Despite the vast majority of all scenarios indicating that oil and gas will be required for decades to come, there will be changes in what, how and when to explore and exploit, considering the already discovered resources and new types required. This means the role of the geoscientist will gradually change.
The projected global increase in energy demand, and the diversification of supply sources means a deep, solid understanding of geoscience core skills are still required, be it for oil & gas exploration, CCS, rare earth metal mining or geothermal energy extraction. Due to the growth in digitalisation and fusion of energy supplies, there will be a wider spectrum of roles for geoscientists, especially those who have multi-domain knowledge and maintain a learning mind-set.

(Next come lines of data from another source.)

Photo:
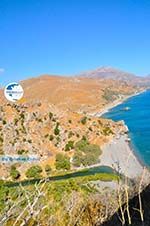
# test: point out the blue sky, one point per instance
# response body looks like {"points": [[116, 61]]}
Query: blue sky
{"points": [[70, 36]]}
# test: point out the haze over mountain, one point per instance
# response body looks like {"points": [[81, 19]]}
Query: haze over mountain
{"points": [[116, 74]]}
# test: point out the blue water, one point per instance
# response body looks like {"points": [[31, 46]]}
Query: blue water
{"points": [[138, 121]]}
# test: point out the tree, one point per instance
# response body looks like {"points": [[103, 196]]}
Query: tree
{"points": [[56, 130], [62, 162], [34, 172], [48, 169], [14, 173], [69, 145]]}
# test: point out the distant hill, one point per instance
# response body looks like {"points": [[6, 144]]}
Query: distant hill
{"points": [[116, 74]]}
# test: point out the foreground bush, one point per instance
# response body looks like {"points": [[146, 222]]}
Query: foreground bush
{"points": [[34, 172]]}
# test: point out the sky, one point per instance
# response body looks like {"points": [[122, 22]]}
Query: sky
{"points": [[67, 37]]}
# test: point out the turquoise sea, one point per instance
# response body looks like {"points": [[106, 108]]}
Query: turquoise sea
{"points": [[137, 118]]}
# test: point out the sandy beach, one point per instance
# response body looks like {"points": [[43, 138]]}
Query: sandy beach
{"points": [[118, 154], [114, 104]]}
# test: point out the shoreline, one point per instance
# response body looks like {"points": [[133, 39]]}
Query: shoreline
{"points": [[119, 152], [117, 102], [119, 155]]}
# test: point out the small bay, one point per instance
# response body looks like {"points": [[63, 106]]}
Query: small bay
{"points": [[136, 114]]}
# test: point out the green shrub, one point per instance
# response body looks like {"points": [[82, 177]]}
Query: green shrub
{"points": [[70, 134], [34, 172], [22, 151], [14, 173], [62, 162], [56, 130], [83, 120], [51, 137], [81, 144], [48, 169], [4, 122], [107, 131], [69, 145]]}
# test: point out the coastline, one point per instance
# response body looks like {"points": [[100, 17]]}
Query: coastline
{"points": [[115, 104], [119, 153]]}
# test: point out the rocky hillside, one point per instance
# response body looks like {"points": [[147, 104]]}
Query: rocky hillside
{"points": [[117, 75]]}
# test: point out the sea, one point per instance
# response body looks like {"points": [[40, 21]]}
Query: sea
{"points": [[135, 112]]}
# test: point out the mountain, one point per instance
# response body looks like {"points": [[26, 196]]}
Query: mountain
{"points": [[116, 74]]}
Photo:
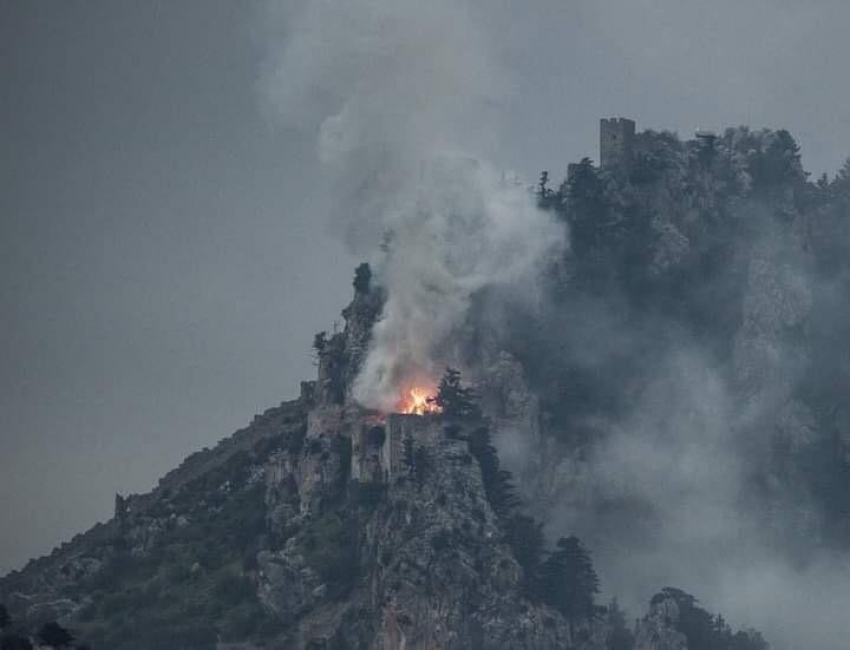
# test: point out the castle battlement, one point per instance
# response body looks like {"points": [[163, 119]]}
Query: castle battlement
{"points": [[616, 143]]}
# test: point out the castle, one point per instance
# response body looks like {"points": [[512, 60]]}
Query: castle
{"points": [[616, 143]]}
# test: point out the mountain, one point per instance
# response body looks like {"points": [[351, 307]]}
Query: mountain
{"points": [[663, 404]]}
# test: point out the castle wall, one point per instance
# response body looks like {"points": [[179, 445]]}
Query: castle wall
{"points": [[616, 142]]}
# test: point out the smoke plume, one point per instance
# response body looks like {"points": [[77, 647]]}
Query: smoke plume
{"points": [[401, 96]]}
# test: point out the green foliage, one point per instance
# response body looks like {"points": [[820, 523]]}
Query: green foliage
{"points": [[704, 631], [567, 581]]}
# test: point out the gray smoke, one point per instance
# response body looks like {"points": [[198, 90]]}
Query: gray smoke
{"points": [[402, 100], [666, 493], [401, 97]]}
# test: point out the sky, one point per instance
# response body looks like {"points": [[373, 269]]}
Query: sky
{"points": [[167, 249]]}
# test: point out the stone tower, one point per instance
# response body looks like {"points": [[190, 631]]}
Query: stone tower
{"points": [[616, 142]]}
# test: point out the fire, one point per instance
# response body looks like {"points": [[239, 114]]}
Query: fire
{"points": [[416, 402]]}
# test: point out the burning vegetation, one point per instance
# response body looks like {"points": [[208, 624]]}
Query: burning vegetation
{"points": [[418, 401]]}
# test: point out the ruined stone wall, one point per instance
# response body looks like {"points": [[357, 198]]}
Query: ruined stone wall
{"points": [[616, 143]]}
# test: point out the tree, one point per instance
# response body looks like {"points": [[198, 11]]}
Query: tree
{"points": [[456, 401], [567, 580], [54, 635]]}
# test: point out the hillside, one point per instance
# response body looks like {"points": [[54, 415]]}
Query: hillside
{"points": [[666, 400]]}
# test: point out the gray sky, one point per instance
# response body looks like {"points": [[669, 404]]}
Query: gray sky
{"points": [[164, 245]]}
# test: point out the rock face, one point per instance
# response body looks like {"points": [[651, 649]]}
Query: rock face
{"points": [[659, 628], [324, 524]]}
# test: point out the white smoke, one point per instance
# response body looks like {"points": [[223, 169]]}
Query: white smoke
{"points": [[401, 96]]}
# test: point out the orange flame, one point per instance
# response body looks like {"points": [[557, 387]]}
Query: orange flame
{"points": [[416, 402]]}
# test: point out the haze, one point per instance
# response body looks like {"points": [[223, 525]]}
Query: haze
{"points": [[167, 251]]}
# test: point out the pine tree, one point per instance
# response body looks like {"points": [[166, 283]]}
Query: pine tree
{"points": [[456, 401], [567, 580]]}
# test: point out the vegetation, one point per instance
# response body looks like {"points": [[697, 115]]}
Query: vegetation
{"points": [[567, 581], [706, 632], [565, 578], [456, 401]]}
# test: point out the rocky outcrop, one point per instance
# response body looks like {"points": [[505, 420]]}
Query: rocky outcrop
{"points": [[658, 630]]}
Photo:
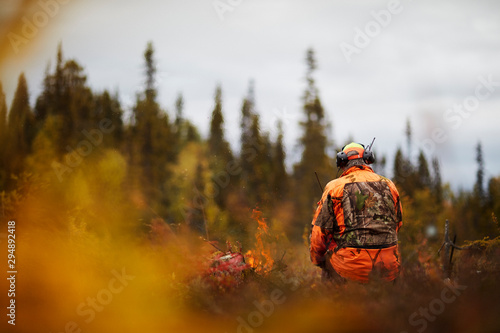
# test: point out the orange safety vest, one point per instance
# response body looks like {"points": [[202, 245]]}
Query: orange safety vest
{"points": [[355, 226]]}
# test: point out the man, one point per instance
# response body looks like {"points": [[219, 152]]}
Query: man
{"points": [[355, 227]]}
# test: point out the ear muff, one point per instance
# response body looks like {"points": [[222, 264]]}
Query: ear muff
{"points": [[342, 159], [368, 157]]}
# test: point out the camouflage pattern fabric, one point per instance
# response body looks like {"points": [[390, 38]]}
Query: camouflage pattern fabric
{"points": [[370, 216]]}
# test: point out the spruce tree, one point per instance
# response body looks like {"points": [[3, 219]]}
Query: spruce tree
{"points": [[437, 186], [20, 127], [479, 185], [424, 176], [152, 141], [219, 152], [314, 144], [280, 176]]}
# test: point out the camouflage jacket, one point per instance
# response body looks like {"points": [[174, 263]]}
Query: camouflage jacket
{"points": [[360, 210]]}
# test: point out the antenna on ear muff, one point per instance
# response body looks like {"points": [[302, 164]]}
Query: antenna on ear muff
{"points": [[342, 159], [368, 155]]}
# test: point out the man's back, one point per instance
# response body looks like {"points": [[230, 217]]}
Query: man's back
{"points": [[355, 226]]}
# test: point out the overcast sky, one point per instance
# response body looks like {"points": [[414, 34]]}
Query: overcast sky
{"points": [[418, 61]]}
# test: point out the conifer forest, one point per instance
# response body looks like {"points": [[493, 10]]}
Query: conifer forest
{"points": [[131, 217]]}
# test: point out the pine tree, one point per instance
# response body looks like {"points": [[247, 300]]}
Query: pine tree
{"points": [[67, 97], [219, 151], [314, 144], [280, 176], [408, 133], [107, 107], [20, 127], [479, 186], [437, 185], [424, 176], [152, 141]]}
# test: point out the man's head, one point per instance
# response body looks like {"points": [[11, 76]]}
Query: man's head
{"points": [[354, 154]]}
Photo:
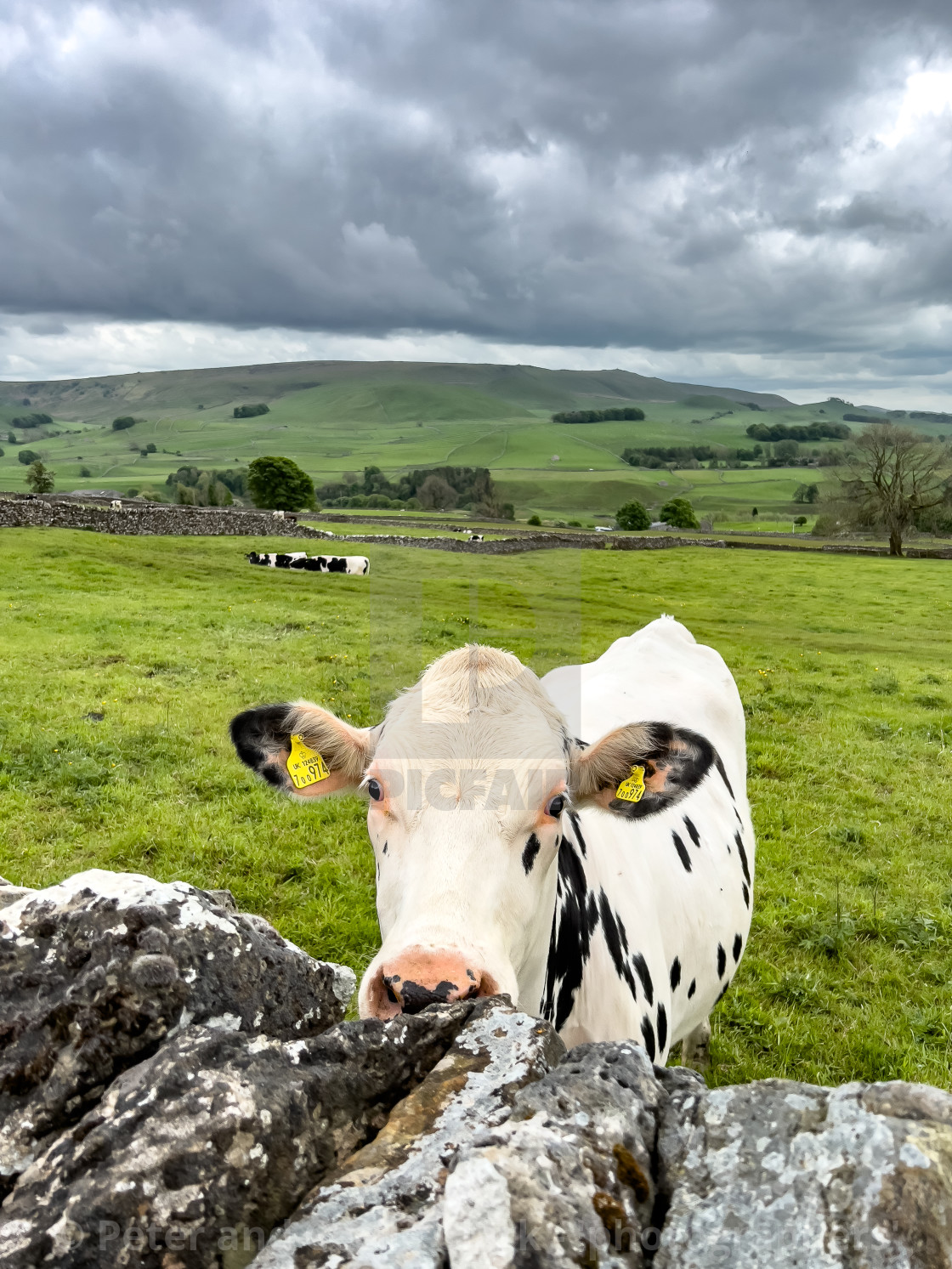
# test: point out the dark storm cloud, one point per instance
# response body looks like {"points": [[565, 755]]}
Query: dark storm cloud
{"points": [[561, 172]]}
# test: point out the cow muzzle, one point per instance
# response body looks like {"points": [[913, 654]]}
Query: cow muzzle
{"points": [[418, 977]]}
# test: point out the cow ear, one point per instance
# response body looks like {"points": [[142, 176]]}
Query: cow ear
{"points": [[640, 769], [301, 749]]}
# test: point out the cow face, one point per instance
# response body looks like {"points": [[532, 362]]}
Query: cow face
{"points": [[468, 780]]}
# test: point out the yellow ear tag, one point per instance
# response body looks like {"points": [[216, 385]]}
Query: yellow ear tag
{"points": [[633, 788], [305, 766]]}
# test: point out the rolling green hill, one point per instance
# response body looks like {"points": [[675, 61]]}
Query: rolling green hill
{"points": [[463, 388], [337, 416]]}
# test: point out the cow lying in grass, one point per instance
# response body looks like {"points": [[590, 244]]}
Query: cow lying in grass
{"points": [[311, 564], [581, 843]]}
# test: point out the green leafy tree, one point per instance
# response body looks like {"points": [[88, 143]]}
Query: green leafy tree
{"points": [[633, 515], [437, 494], [40, 479], [895, 475], [679, 514], [280, 485]]}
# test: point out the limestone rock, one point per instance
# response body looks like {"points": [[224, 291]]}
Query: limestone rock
{"points": [[385, 1207], [201, 1148], [10, 893], [97, 971], [795, 1176]]}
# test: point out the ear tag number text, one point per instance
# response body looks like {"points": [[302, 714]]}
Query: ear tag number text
{"points": [[633, 788], [305, 766]]}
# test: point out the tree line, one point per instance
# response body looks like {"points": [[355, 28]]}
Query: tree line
{"points": [[794, 432], [628, 412], [442, 489]]}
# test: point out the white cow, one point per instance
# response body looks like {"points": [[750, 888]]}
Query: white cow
{"points": [[581, 843]]}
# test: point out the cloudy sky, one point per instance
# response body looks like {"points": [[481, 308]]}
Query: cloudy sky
{"points": [[745, 192]]}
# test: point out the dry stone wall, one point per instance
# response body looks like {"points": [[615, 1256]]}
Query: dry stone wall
{"points": [[162, 519], [178, 1091], [150, 518]]}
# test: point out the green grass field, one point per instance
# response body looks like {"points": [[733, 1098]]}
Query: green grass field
{"points": [[843, 666], [333, 417]]}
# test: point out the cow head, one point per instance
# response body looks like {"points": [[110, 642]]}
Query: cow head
{"points": [[468, 782]]}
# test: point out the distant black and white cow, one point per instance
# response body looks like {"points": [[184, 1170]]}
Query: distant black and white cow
{"points": [[358, 565], [581, 843]]}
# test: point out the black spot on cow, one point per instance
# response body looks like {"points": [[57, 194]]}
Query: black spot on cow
{"points": [[259, 735], [641, 970], [579, 838], [570, 942], [682, 756], [721, 772], [528, 857], [648, 1032], [617, 943], [682, 851], [743, 854]]}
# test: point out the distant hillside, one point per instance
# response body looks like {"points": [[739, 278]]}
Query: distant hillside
{"points": [[401, 391]]}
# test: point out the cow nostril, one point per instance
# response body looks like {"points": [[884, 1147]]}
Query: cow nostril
{"points": [[416, 998]]}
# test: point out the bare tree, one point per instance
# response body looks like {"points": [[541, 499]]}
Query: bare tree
{"points": [[437, 494], [894, 475]]}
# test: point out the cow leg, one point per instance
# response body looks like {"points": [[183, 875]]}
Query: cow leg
{"points": [[694, 1048]]}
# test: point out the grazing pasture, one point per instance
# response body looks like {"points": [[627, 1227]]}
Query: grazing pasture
{"points": [[123, 659], [333, 417]]}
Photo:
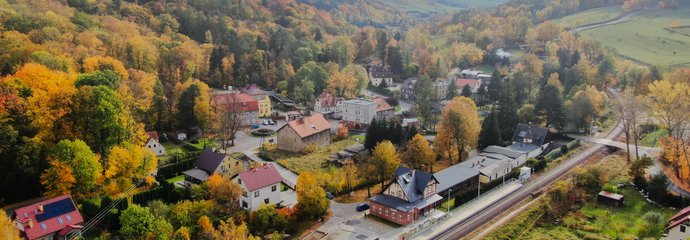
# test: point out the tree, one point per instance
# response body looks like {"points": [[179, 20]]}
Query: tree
{"points": [[223, 190], [311, 198], [74, 169], [266, 220], [106, 78], [125, 163], [466, 91], [459, 128], [385, 160], [7, 230], [490, 133], [550, 106], [418, 153]]}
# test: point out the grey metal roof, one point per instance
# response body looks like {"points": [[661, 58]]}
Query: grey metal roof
{"points": [[504, 151], [539, 135], [403, 205], [209, 160], [413, 182], [454, 175], [197, 174]]}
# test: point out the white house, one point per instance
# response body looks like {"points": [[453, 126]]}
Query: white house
{"points": [[153, 144], [260, 185], [357, 110], [678, 226], [379, 74]]}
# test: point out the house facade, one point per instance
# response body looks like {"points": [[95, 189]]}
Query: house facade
{"points": [[678, 226], [410, 196], [302, 132], [379, 74], [154, 145], [212, 162], [262, 99], [55, 218], [237, 103], [327, 104], [358, 111], [260, 185]]}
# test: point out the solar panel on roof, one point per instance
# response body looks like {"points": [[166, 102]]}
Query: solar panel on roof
{"points": [[55, 209]]}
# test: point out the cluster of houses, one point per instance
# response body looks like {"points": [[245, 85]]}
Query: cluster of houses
{"points": [[414, 193]]}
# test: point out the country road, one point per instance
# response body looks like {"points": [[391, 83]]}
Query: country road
{"points": [[622, 19], [474, 222]]}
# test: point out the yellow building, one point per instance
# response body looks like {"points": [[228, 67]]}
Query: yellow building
{"points": [[261, 97]]}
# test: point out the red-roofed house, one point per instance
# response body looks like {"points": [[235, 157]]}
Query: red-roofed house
{"points": [[679, 225], [50, 219], [260, 185], [383, 109], [240, 103], [300, 133], [473, 83], [154, 145]]}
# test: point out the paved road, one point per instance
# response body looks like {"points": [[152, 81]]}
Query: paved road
{"points": [[623, 19], [470, 224]]}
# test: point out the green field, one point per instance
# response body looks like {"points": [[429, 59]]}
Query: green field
{"points": [[590, 16], [646, 40], [427, 6]]}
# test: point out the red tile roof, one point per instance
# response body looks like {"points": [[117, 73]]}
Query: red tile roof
{"points": [[241, 102], [260, 177], [328, 100], [381, 104], [461, 82], [153, 134], [310, 125], [55, 210]]}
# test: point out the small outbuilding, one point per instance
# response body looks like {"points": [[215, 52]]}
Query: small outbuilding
{"points": [[611, 199]]}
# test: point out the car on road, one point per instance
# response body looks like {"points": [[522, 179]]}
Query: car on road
{"points": [[362, 207]]}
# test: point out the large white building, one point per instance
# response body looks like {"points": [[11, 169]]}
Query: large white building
{"points": [[260, 185], [357, 110]]}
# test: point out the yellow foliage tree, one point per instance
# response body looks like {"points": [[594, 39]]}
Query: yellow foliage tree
{"points": [[125, 163], [459, 128], [96, 63], [418, 153], [7, 229], [223, 190]]}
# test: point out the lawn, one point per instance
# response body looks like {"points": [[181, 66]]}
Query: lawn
{"points": [[298, 162], [646, 40], [590, 16]]}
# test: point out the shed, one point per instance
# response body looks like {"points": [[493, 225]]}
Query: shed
{"points": [[612, 199]]}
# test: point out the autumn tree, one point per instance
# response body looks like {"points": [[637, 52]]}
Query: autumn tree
{"points": [[74, 169], [418, 153], [459, 128], [7, 229], [311, 198], [223, 190], [385, 160]]}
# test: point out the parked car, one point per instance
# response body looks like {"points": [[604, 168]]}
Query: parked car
{"points": [[362, 207]]}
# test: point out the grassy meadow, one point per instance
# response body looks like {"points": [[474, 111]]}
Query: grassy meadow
{"points": [[646, 40]]}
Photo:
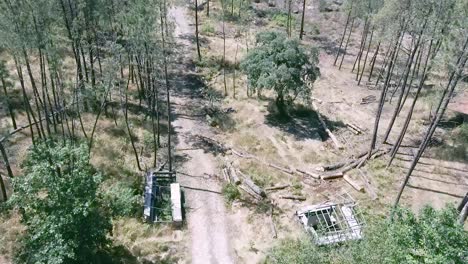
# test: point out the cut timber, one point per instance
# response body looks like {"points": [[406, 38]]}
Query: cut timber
{"points": [[240, 154], [451, 165], [176, 203], [333, 166], [368, 185], [293, 197], [308, 173], [226, 175], [255, 188], [250, 192], [233, 176], [287, 170], [279, 187], [332, 175], [324, 125], [273, 227], [358, 187], [354, 127]]}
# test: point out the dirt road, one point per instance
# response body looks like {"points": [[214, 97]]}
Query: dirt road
{"points": [[209, 239]]}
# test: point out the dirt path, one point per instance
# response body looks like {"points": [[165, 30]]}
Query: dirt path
{"points": [[206, 217]]}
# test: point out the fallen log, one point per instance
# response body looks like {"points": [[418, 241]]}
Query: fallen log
{"points": [[250, 192], [308, 173], [255, 188], [354, 127], [358, 187], [289, 171], [278, 187], [233, 176], [368, 185], [226, 175], [451, 165], [333, 166], [293, 197], [331, 175], [324, 125], [272, 225]]}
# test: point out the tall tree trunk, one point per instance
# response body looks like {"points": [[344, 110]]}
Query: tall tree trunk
{"points": [[196, 30], [397, 145], [7, 101], [168, 102], [365, 59], [3, 189], [347, 42], [302, 21], [342, 38], [445, 99], [5, 160], [373, 62], [402, 90]]}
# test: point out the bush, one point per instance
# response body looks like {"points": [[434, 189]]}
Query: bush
{"points": [[207, 29], [230, 192], [121, 200], [58, 200]]}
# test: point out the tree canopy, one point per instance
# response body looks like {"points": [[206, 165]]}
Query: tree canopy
{"points": [[282, 65], [58, 201]]}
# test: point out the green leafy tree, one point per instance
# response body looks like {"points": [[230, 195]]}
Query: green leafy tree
{"points": [[59, 205], [281, 64], [431, 237]]}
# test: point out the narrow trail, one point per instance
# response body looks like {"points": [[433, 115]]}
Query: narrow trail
{"points": [[205, 210]]}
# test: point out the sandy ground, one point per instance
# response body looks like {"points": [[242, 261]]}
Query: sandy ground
{"points": [[205, 207]]}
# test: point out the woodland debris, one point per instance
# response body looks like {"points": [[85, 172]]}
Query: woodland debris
{"points": [[287, 170], [293, 197], [368, 99], [354, 127], [226, 175], [368, 185], [272, 224], [249, 183], [309, 173], [324, 125], [233, 176], [250, 192], [358, 187], [278, 187], [332, 175]]}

More discussion is required outside our ecosystem, especially with governments and the public at large on how traditional integrated oil & gas companies are transforming into integrated energy companies, diversifying the service they provide to society and how they can be part of the solution. The discussion should not underplay the contributions made in the improvement of people’s lives due to greater access to energy and be a source of investment capital required for renewable energy, whilst also acknowledging the environmental challenges of the current energy supply mix.
In particular, geoscientists need reach out and encourage the next generation of geoscience students. This new generation deeply cares about climate change and is keen to get involved. To attract talent, universities and companies need to show how their studies & work link to their core values, and how they too can become part of the solution.